雨はぐずり続ける赤ん坊のように毎日降る。小雨から土砂降りまでバリエーションを用意して梅雨は大地を濡らす。
 月曜日。週明けはみんな眠そうだ。壮介は「雨と汗に強いナントカ」で眉をきりっとさせてきたらしい。これなら眠そうでも注意されない! と豪語していたが、二時間目に居眠りをして叱られていた。
 放課後にならなければいいと、心のどこかで願っていた。最悪、合唱部を退部しなければならなくなるから。楽しくやれていたのな、と残念に思う。

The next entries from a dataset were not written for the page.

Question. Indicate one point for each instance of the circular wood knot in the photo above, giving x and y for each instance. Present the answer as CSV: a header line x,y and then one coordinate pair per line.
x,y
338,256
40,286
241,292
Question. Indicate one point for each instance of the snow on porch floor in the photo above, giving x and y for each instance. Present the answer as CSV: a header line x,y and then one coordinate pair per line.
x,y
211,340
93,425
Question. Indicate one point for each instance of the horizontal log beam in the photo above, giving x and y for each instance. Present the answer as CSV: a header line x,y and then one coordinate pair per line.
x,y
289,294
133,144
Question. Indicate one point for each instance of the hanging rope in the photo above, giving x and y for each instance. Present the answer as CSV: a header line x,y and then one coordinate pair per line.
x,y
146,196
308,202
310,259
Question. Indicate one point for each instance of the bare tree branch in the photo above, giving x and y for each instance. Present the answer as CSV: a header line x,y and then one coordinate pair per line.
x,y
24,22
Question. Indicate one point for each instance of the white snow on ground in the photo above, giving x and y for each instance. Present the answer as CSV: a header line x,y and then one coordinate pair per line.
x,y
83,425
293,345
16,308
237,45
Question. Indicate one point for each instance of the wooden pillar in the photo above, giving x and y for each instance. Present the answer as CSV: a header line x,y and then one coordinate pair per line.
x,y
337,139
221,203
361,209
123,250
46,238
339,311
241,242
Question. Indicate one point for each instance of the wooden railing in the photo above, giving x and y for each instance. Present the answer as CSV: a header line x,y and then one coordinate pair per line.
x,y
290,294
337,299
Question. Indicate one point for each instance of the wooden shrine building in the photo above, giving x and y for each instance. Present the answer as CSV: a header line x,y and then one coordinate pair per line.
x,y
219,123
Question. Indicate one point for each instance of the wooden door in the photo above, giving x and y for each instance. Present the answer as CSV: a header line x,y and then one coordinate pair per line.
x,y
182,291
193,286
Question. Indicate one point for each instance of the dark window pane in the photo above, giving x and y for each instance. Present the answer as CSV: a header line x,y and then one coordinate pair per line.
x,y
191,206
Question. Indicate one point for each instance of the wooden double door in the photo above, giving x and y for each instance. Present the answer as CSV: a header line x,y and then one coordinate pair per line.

 教室を出て廊下の角を曲がると、ひとりの女子生徒が壁に寄りかかって立っていた。その女子は雷閃を見つけると「あ」と言って指をさした。
「朝来って合唱部だよね?」
 この女子生徒は確か四組の中本里穂子だ。チョコレートブラウンの短い髪を後ろで小さく結っている。雷閃との交流はなく、顔と名前を知っているくらいだった。
「……中本、だっけ? うん、合唱部だけど」
「あの、さ……頼みが、あるんだけど……」
 里穂子はもじもじと照れくさそうにうつむいた。雷閃の記憶では、里穂子は快活な少女だったはずだ。関わりこそないが、全校集会なんかで友達とけらけら笑っているのを見かけた覚えがある。
「頼み……?」
「か、簡単な頼みだからさ……お願い、聞いてくれない?」
「内容聞いてからでいい?」
「あ……うん……。えっと……あたしを合唱部に入部させてくれない、かな」
 意外だ、と思った。すでに里穂子は運動部に入っているものだと思っていた。姿勢もスタイルもいいし、バスケ部なんかでエースをやっていそうなイメージ。これは偏見。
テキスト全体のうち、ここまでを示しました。